Global auto giants had to eat crow and were left with no alternative but to jump into the new realm of electric vehicle manufacturing after Musk demonstrated it is doable, marketable, and showcased the huge pool of potential buyers worldwide not by talking, but through selling in the marketplace. For too long, they pooh-poohed the Tesla man and tried to wriggle out of internal combustion engine or ICE engine dalliance, despite the global warming threat looming large. Such a don’t-care attitude proved costly, with all ICE vehicle makers losing market share. Now they are jostling with one another in the EV race.
So, Musk fully deserves the awards. FT succinctly explains its rationale for choosing him: It picked him as its Person of the Year “because he has triggered a historic shift in the world’s auto industry towards electric vehicles. Even if Tesla were to collapse next year somehow — something that unlike two years ago, no one is now predicting — Musk would have transformed one of the world’s most important industries in ways that could have profound implications for governments, investors, and for the climate.”
Financial Times restricted its eulogy to one single broadsheet page. On the other, Time magazine profiled Musk in 15-odd pages between covers. An exhaustive coverage. Editor-in-Chief and CEO of Time Felsenthal go ga-ga in explaining his selection. “We don’t yet know how fully Tesla, SpaceX, and the ventures Musk has yet to think up will change our lives. At 50, he has plenty of time to write the future, his own and ours. Like it or not, we are now in Musk’s world. For creating solutions to an existential crisis, for embodying the possibilities and the perils of the age of tech titans, for driving society’s most daring and disruptive transformations,” TIME has picked Elon Musk as its 2021 Person Of the Year.

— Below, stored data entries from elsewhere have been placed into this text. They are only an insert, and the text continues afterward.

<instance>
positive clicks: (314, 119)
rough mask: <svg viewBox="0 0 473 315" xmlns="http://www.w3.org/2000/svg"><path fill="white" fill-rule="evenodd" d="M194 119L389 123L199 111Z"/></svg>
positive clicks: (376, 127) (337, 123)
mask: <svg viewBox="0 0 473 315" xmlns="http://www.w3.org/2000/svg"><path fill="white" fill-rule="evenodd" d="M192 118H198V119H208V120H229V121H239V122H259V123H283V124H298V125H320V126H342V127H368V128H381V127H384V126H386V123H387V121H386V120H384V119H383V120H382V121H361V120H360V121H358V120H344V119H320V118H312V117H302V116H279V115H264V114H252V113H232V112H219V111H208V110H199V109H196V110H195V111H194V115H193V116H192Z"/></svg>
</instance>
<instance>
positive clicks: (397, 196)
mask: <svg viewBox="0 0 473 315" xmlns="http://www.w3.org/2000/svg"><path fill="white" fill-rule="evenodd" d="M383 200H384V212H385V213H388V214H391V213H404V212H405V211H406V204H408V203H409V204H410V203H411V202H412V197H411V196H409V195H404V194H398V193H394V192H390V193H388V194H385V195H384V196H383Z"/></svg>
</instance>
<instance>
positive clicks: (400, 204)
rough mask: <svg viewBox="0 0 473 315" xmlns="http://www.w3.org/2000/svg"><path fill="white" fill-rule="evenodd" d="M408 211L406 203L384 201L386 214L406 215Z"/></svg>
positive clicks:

Musk is the world’s richest man with a personal asset of US$300 million, and Tesla’s market capitalization is over a trillion dollars. Mind you, he was broke multiple times over the years and almost on the verge of bankruptcy. Luckily Dame Luck smiled and came to his rescue every time. He is a maverick, no doubt.
A man with 67 million followers on Twitter, his thoughts in as few as 140 or lesser characters are consumed and acted upon instantly, causing a tsunami on Wall Street. A decade ago, he was laughed at and called “fraud” or “looney” by many. He has the gumption to call Donald Trump during his Presidency “dumbass” publicly via social media! He brushed aside those innuendos, and through a focus on the work at hand, he smashed his critics mercilessly
Perhaps he never heard the word “impossible.” And, he was never afraid of risk-taking, an essential ingredient to being a successful entrepreneur. Not everything one touches would turn into gold. Some may flop. Some may succeed. Musk knew his onions well. Yes, at times, he overpromised and under-delivered. Even then, what he offered was attention-grabbing.
All these wealth and accolades do not mean that he is hoisted on a pedestal for worship. He has his quota of opponents. Life will never be the same for him. Now that the auto giants have woken up and joined the competition to embrace the EV race to tame the global climate crisis, Musk may spend more time on the shop floor of his projects, risking his personal life as two women have walked out of his life due to his miscued work-life balance. Is he right? Who knows.
We may visit or even migrate to Moon or Mars, courtesy of Musk. But one thing is for sure. The future generation can breathe easier with less carbon emission due to Musk’s EV evangelism. That’s a big gift to humanity. Thanks, Musk!